Türklerin kutladığı diğer bayramlar olan Paktıgan ve Koçagan bayramlarıyla da uyumlu olan Nardugan'ın, gündönümüne dayalı bayramlarla birlikte üçlü bir yapının parçası olduğu görülmektedir. Nardugan, Moğol dilindeki Nar (Güneş), Türk dilindeki Tuqan (Doğan) sözcüklerinden oluşmuştur. Tatarlar bu bayrama Koyaş Tuğa yani Güneş Doğan günü derler.
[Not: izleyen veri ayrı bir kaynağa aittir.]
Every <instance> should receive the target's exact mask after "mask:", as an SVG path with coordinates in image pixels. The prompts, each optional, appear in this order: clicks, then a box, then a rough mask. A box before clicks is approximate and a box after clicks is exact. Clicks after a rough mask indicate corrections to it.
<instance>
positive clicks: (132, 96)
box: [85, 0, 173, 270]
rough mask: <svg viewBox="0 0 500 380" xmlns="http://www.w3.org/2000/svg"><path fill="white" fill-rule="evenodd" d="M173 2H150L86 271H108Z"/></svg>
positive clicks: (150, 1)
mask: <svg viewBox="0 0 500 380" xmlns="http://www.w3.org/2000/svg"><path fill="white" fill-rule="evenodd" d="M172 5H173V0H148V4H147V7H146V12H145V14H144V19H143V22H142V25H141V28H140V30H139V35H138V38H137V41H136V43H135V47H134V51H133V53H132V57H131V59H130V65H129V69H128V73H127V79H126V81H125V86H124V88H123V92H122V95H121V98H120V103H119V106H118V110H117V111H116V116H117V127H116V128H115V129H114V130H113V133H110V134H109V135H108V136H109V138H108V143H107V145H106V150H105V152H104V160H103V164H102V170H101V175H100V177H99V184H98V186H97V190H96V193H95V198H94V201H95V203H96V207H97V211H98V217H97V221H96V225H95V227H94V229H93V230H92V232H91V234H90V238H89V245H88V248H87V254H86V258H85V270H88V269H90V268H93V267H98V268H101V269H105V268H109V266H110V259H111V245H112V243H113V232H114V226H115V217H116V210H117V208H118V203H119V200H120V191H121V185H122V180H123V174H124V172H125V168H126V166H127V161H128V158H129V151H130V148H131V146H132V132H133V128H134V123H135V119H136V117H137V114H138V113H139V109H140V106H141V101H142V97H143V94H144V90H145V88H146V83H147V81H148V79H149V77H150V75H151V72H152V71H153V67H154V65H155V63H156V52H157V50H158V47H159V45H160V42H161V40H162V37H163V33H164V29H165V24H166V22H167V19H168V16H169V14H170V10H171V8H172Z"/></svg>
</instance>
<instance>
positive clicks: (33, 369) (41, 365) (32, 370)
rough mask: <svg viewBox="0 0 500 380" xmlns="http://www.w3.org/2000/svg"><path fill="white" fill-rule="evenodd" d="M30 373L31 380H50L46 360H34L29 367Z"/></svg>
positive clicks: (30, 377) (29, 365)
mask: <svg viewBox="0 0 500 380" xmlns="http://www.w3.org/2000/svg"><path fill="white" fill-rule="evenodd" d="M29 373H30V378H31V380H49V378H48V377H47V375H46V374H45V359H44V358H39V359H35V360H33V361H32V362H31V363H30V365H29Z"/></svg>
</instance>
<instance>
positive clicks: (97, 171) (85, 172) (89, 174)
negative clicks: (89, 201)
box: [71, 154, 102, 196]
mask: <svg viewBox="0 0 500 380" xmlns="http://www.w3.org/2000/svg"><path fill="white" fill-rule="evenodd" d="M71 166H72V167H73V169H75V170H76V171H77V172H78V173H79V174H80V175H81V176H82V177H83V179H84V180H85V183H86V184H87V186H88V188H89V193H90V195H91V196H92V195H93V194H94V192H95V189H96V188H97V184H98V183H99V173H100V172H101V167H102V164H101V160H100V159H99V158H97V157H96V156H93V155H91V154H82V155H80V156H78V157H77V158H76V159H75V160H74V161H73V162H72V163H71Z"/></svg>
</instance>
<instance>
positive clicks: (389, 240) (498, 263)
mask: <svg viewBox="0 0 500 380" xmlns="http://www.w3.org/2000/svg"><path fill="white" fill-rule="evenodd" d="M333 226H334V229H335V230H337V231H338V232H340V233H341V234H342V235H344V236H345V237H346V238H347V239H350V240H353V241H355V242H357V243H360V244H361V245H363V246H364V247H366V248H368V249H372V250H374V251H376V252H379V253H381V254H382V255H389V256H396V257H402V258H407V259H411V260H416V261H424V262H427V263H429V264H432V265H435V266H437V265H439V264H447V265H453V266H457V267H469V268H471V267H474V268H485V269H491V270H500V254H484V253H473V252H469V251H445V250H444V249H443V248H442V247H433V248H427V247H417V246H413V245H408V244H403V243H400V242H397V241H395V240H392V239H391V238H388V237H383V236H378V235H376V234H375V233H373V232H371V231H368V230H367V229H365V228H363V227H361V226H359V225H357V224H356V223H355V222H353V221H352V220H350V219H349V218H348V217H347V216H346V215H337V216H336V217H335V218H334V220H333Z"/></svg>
Başkurtlar, Udmurtlar Nardugan veya Mardugan, Mişer Tatarları Raştua, Çuvaşlar Nartavan ya da Nartukan, Zırizyalar Nardava, Mokşalar Nardvan adını verirler.
MUSTAFA KEMÂL GÖRMÜŞ
SELANİKLİ 2. MUSTAFA KEMÂL
NARDUGAN
(Nar Tugan - BORN SUN)
BE HAPPY FIESTA
🎉🎁🎈🛍🎊
Nardugan is celebrated in the name of the birth of the Sun in Rome in Saturnia in Rome and in Dionysus in Ancient Greece. It is celebrated every year on the first full moon after 22 December. The reason for this is that according to the old beliefs of Turks, they fight day and night, just like in Egyptian mythology, and it is the longest night on December 21, and then the Sun begins to appear more and more days. Therefore, the first day of the first full moon is the first day of the new year following the 22nd of December.
In this day, all the Turks ornament the Akçacam Trees, which are considered to be the symbol of immortality and which is the tree of all people, according to Turkish Mythology.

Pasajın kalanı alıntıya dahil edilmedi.